3:00 pm to 4:00 pm
Event Location: NSH 1507
Bio: Jonathan Ragan-Kelley is a post-doctoral researcher at Stanford, where he works with Pat Hanrahan. He recently finished his PhD in computer science at MIT, where he worked with Frédo Durand and Saman Amarasinghe. His work focuses on high-efficiency computer graphics, at the intersection of graphics with systems, architecture, and compilers. He has worked at all three major GPU vendors in architecture, software, compilers, and research, in research at Adobe, and built a real-time preview system for the special effects industry in collaboration with Industrial Light & Magic and Tippett Studio.
Abstract: Future graphics and imaging applications—from photorealistic real-time rendering, to 4D light field cameras and pervasive sensing, to multi-material 3D printing—demand orders of magnitude more computation than we currently have. The efficiency and performance of an application are determined by the algorithm and the hardware architecture on which it runs, but critically also by the organization of computations and data. Real graphics and imaging applications have complex dependencies, and are limited by locality (the distance over which data has to move, e.g., from nearby caches or far away main memory) and synchronization. Increasingly, the cost of communication—both within a chip and over a network—dominates computation and power consumption, and limits the gains realized from shrinking transistors.

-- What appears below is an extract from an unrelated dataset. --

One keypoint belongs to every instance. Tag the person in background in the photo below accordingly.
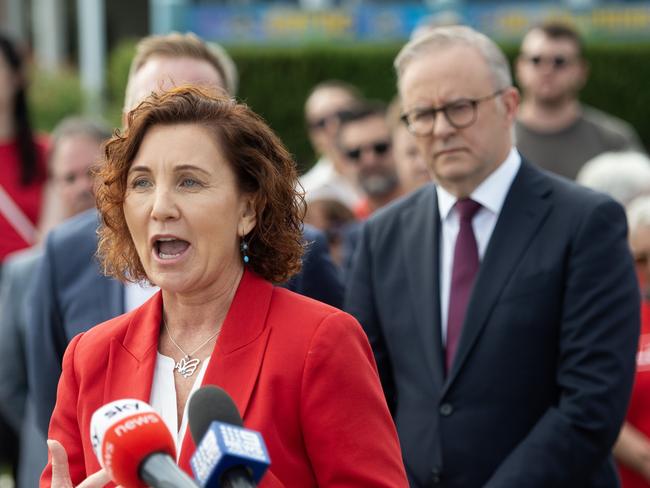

This talk will describe the Halide language and compiler for image processing. Halide explicitly separates what computations define an algorithm from the choices of execution structure which determine parallelism, locality, memory footprint, and synchronization. For image processing algorithms with the same complexity—even the exact same set of arithmetic operations and data—executing on the same hardware, the order and granularity of execution and placement of data can easily change performance by an order of magnitude because of locality and parallelism. I will show that, for data-parallel pipelines common in graphics, imaging, and other data-intensive applications, the organization of computations and data for a given algorithm is constrained by a fundamental tension between parallelism, locality, and redundant computation of shared values. I will present a systematic model of “schedules” which explicitly trade off these pressures by globally reorganizing the computations and data for an entire pipeline, and an optimizing compiler that synthesizes high performance implementations from a Halide algorithm and a schedule. The end result is much simpler programs, delivering performance often many times faster than the best prior hand-tuned C, assembly, and CUDA implementations, while scaling across radically different architectures, from ARM cores to massively parallel GPUs.